Michael Larsen : It’s all in the comparisons year-over-year, Julian. So like I said, we expect the year to play out from a revenue standpoint, in line with our typical cadence. And so Q1 starts out a little bit lower and then we kind of improve from there. But there’s nothing baked in, in terms of a big acceleration in the back half or deceleration in the back half. We’ve kind of done our best here to model current levels of demand risk adjusted for the areas where we’re seeing some slowing in demand and we come up with 3% to 5%. I think if you run the math, you’ll see kind of the first half is the growth rates are maybe towards the higher end of that 3% to 5% and the second half is towards the lower end, and that’s all driven by the comps on a year-over-year basis.

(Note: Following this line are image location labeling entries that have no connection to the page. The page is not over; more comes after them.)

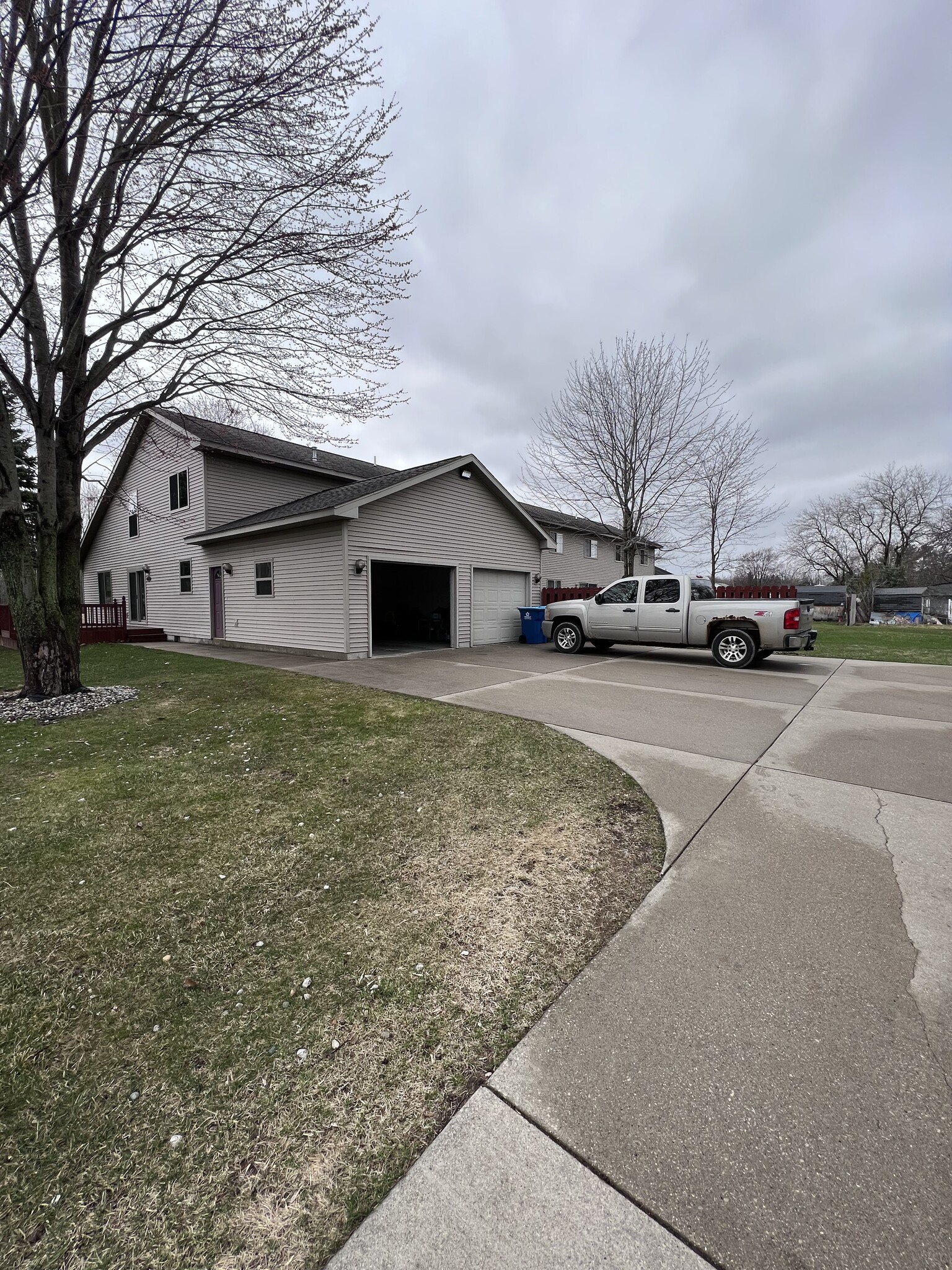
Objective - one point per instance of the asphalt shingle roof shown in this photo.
(324, 499)
(578, 523)
(225, 436)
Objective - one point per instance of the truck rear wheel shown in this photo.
(734, 648)
(568, 638)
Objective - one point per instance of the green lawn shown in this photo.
(175, 869)
(927, 644)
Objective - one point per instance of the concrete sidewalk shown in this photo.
(757, 1070)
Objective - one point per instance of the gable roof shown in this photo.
(224, 438)
(346, 502)
(229, 440)
(578, 523)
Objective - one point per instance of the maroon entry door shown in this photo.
(218, 602)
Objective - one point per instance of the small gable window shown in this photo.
(178, 491)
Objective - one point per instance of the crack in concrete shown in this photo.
(917, 950)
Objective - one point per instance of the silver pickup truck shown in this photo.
(683, 613)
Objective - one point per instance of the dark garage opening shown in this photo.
(409, 605)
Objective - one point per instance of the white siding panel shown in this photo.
(495, 605)
(240, 487)
(573, 568)
(161, 544)
(306, 609)
(441, 521)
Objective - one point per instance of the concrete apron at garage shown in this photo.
(756, 1071)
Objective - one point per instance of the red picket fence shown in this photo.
(552, 595)
(771, 591)
(102, 624)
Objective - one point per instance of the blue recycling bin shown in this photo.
(532, 624)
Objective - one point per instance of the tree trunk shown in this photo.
(47, 634)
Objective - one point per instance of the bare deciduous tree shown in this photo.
(190, 202)
(873, 535)
(730, 499)
(621, 441)
(760, 566)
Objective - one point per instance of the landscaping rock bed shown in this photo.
(14, 709)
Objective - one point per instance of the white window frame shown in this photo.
(175, 504)
(270, 579)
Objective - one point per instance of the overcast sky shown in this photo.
(774, 178)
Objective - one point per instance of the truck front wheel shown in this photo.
(568, 638)
(734, 648)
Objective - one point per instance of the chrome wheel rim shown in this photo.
(733, 648)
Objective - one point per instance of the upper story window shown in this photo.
(178, 491)
(621, 593)
(662, 591)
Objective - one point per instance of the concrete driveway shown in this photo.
(757, 1071)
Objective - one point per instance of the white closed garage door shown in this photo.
(496, 596)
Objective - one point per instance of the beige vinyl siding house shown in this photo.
(584, 551)
(159, 454)
(282, 545)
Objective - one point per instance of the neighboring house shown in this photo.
(209, 531)
(586, 553)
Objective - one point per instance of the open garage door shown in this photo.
(496, 596)
(410, 606)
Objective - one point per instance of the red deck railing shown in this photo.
(552, 595)
(102, 624)
(770, 591)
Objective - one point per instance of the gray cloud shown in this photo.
(772, 178)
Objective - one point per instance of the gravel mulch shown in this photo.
(14, 709)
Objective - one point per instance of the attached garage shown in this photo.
(496, 595)
(410, 605)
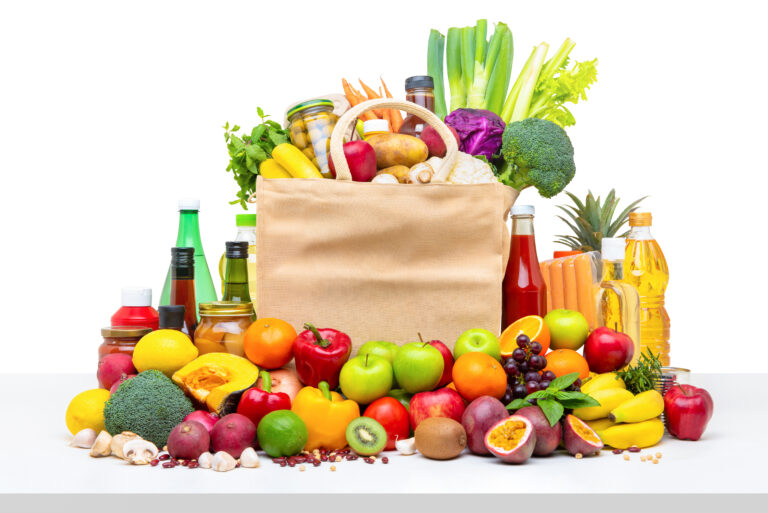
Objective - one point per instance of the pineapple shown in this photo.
(591, 221)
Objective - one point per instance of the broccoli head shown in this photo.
(149, 405)
(536, 153)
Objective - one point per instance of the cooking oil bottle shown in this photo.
(617, 302)
(646, 269)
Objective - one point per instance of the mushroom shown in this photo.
(84, 439)
(119, 441)
(249, 458)
(101, 446)
(139, 451)
(222, 462)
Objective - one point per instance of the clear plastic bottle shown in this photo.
(246, 231)
(646, 269)
(617, 302)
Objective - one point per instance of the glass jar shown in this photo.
(311, 124)
(222, 327)
(120, 339)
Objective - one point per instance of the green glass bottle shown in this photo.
(236, 273)
(189, 236)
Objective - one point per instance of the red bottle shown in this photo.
(136, 309)
(524, 291)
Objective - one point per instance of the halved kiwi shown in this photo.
(366, 436)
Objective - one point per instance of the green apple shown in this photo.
(478, 340)
(568, 329)
(365, 378)
(418, 367)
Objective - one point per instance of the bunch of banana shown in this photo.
(622, 419)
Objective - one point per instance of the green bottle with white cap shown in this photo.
(246, 231)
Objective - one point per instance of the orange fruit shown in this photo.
(566, 361)
(531, 325)
(476, 374)
(269, 343)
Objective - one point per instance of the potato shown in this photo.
(398, 150)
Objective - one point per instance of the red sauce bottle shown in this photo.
(524, 290)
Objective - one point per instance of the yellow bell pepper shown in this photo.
(326, 415)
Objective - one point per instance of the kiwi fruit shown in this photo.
(366, 436)
(440, 438)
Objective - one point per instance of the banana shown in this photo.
(600, 424)
(644, 406)
(603, 381)
(641, 434)
(609, 399)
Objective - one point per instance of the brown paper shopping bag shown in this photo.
(383, 261)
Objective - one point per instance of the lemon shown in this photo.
(86, 410)
(163, 350)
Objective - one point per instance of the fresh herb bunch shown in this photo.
(248, 151)
(554, 399)
(644, 375)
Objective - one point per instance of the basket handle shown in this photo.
(337, 138)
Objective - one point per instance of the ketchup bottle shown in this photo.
(136, 309)
(523, 291)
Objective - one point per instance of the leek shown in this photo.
(435, 50)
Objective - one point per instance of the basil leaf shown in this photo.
(552, 410)
(563, 382)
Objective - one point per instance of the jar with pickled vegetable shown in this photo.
(222, 327)
(311, 124)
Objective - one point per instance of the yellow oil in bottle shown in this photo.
(646, 269)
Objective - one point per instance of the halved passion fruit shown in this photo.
(512, 439)
(579, 438)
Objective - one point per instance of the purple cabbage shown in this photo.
(479, 130)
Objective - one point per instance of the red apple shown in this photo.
(607, 350)
(443, 402)
(361, 160)
(448, 362)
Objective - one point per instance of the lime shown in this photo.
(282, 433)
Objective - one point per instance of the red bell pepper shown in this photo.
(256, 403)
(688, 410)
(320, 354)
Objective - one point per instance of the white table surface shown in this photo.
(729, 458)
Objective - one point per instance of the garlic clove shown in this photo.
(84, 439)
(249, 458)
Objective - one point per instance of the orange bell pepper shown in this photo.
(326, 415)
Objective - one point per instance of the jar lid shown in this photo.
(225, 308)
(124, 331)
(311, 103)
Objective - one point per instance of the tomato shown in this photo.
(393, 416)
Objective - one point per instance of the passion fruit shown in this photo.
(547, 437)
(512, 439)
(579, 438)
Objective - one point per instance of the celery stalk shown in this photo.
(453, 64)
(435, 50)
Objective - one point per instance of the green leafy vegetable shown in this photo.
(248, 151)
(555, 399)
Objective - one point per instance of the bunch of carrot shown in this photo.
(393, 116)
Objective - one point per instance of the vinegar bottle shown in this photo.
(617, 302)
(523, 291)
(647, 271)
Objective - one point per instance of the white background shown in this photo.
(112, 111)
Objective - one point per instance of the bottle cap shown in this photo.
(237, 249)
(419, 81)
(613, 248)
(136, 296)
(375, 125)
(171, 317)
(640, 219)
(245, 220)
(522, 210)
(189, 204)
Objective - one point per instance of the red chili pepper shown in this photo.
(320, 354)
(256, 403)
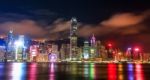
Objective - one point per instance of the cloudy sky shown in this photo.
(123, 22)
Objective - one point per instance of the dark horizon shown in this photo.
(124, 23)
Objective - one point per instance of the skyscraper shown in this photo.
(10, 46)
(73, 39)
(93, 47)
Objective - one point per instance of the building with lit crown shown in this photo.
(73, 39)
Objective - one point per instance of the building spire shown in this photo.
(11, 30)
(93, 40)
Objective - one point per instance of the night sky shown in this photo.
(121, 22)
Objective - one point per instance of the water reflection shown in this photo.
(51, 71)
(139, 72)
(130, 72)
(2, 67)
(18, 71)
(120, 72)
(112, 72)
(92, 71)
(71, 71)
(32, 71)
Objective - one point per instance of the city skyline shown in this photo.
(124, 23)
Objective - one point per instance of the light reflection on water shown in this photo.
(71, 71)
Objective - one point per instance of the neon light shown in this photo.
(120, 71)
(130, 72)
(92, 71)
(139, 72)
(18, 71)
(51, 72)
(2, 69)
(112, 71)
(52, 57)
(32, 71)
(86, 70)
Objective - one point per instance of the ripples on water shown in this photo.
(73, 71)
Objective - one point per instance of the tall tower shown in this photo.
(10, 46)
(93, 41)
(93, 47)
(73, 39)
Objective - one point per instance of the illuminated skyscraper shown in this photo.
(93, 47)
(10, 46)
(73, 39)
(93, 41)
(86, 50)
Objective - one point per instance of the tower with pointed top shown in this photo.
(73, 39)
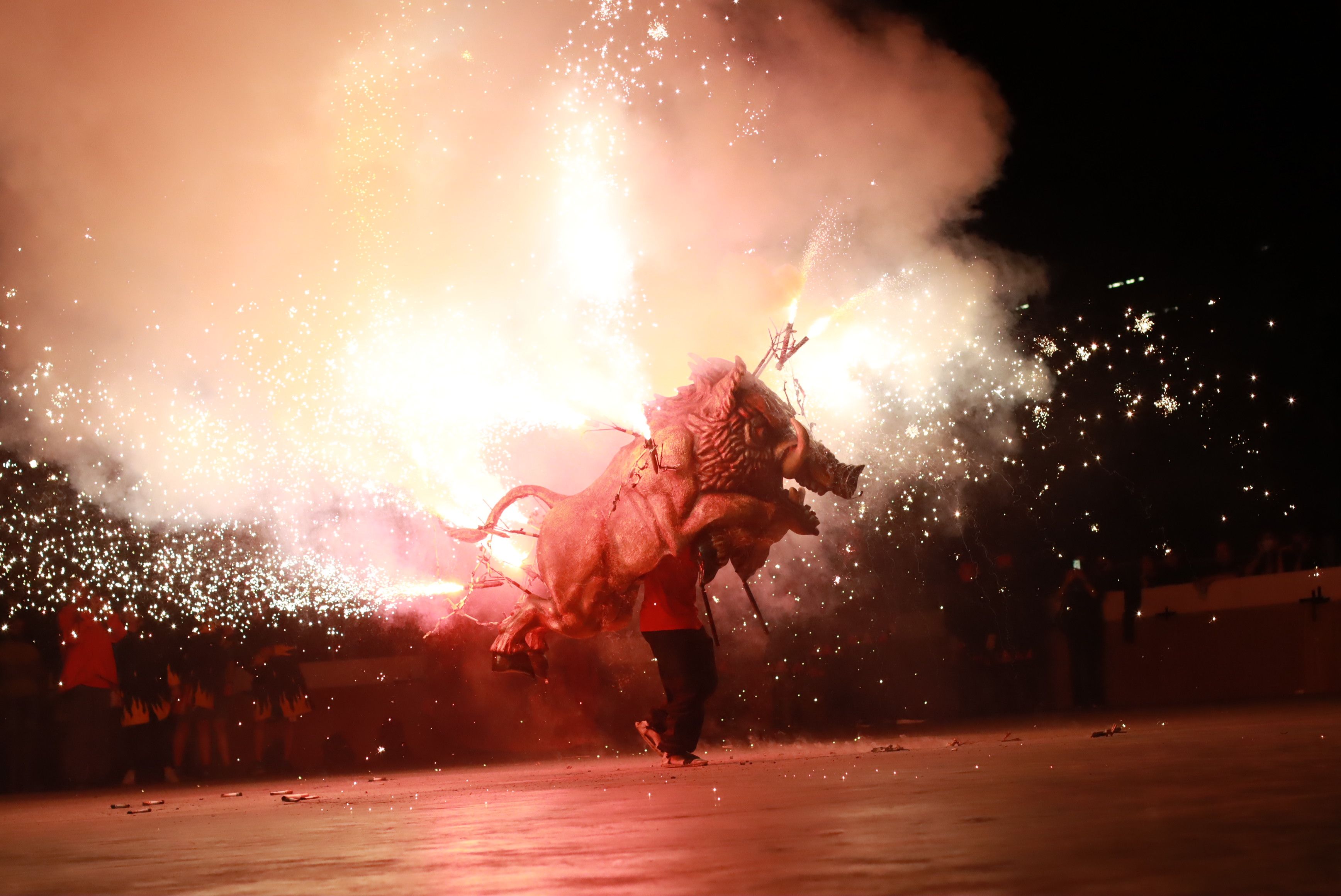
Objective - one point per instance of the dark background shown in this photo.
(1193, 147)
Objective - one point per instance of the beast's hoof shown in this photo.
(519, 662)
(650, 735)
(683, 761)
(526, 662)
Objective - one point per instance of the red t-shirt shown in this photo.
(88, 647)
(670, 595)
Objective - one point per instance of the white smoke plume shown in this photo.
(269, 260)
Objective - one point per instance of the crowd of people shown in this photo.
(1079, 603)
(119, 698)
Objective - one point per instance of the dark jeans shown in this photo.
(86, 734)
(690, 675)
(22, 742)
(147, 749)
(1087, 670)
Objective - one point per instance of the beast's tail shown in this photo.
(548, 497)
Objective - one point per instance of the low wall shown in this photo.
(1237, 639)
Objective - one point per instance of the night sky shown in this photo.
(1191, 147)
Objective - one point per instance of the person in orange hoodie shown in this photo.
(88, 682)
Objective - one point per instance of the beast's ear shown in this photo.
(722, 399)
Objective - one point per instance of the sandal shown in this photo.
(686, 761)
(650, 735)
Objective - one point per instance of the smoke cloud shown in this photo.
(262, 261)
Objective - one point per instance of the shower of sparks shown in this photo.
(381, 410)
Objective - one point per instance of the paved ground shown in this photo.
(1207, 801)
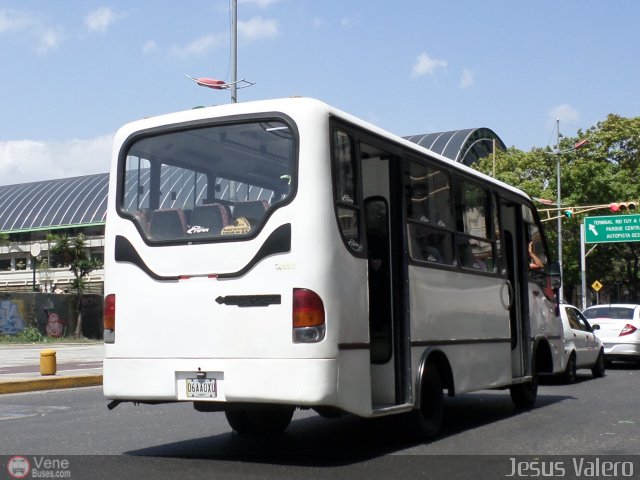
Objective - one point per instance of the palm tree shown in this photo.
(73, 251)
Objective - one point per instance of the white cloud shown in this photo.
(149, 46)
(15, 21)
(100, 19)
(565, 113)
(257, 28)
(468, 78)
(49, 39)
(37, 31)
(259, 3)
(23, 161)
(426, 66)
(199, 46)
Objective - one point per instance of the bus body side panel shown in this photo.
(469, 323)
(545, 323)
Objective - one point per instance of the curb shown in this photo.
(51, 383)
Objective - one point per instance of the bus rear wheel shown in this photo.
(424, 423)
(260, 419)
(523, 395)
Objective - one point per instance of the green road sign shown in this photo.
(613, 228)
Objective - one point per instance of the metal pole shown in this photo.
(560, 213)
(583, 268)
(234, 50)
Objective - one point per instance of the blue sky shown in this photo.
(74, 71)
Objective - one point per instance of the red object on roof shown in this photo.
(211, 83)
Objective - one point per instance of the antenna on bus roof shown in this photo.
(220, 84)
(234, 84)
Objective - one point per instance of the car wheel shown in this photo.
(569, 375)
(599, 368)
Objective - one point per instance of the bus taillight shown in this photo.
(308, 316)
(109, 318)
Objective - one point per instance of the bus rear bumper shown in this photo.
(286, 381)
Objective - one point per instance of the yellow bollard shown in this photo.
(47, 362)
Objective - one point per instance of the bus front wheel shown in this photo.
(260, 419)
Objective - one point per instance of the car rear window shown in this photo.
(616, 313)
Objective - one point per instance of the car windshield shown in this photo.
(615, 313)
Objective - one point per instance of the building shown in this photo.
(31, 212)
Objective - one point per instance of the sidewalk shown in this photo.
(78, 365)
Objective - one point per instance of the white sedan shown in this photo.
(582, 348)
(619, 330)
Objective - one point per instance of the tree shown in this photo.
(602, 172)
(73, 251)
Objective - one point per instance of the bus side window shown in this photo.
(168, 224)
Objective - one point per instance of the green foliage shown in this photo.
(605, 170)
(28, 335)
(74, 253)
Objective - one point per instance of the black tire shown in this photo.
(570, 372)
(523, 395)
(599, 368)
(259, 419)
(425, 422)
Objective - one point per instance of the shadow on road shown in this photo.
(316, 441)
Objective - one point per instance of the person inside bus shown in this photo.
(535, 263)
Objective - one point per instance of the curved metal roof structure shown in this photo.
(464, 146)
(82, 201)
(67, 202)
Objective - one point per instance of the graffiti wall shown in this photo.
(54, 315)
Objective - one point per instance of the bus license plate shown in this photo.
(201, 388)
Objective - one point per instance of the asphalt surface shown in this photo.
(73, 365)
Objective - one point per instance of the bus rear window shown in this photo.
(207, 183)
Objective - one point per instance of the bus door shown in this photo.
(388, 354)
(518, 300)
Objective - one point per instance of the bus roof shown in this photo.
(292, 105)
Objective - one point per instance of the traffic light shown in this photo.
(623, 207)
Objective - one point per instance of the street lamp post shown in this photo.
(558, 154)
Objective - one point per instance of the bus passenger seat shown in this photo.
(168, 224)
(212, 216)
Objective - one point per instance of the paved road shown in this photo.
(591, 417)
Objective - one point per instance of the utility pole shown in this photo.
(559, 204)
(234, 50)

Julian Mitchell : That’s very clear. Thank you. And then within Construction products, I don’t think we built with that one yet. Apologies if you have to repeat anything. But that’s sort of down for guide for the year. There’s a bit of price in there, some maybe volumes are down high single digit or something. But maybe just help us understand what’s embedded within that? I think simplistically, you have 1/3 is resi new build, 1/3 is resi replacement, 1/3 is commercial. Those three big pieces, how are you sort of thinking about those this year?
Michael Larsen : I mean the big driver, Julian, is the housing market, new housing. And so the residential side is about 80% of our business here in North America, and that’s where we’re seeing some slowing, which we’ve talked about since the summer, I think. So there’s nothing new here. And that’s the big driver here.
Scott Santi : The commercial side is hanging in there. As I said, it was also our strongest business in the summer after the pandemic.
Michael Larsen : Right. I mean…
Scott Santi : Part of the advantage of the different end market exposures that we have. And we can — we’re always going to have some in the tailwind mode and some in the headwind mode, but the net mix of it all is pretty positive. So…
Michael Larsen : Yes. It’s going to be down a little this year, but it’s also been a business that’s really performed well for us when other parts of the macro have been challenged. So…
Julian Mitchell: That makes sense. Thank you.
Operator: Thank you for participating in today’s conference call. All lines may disconnect at this time.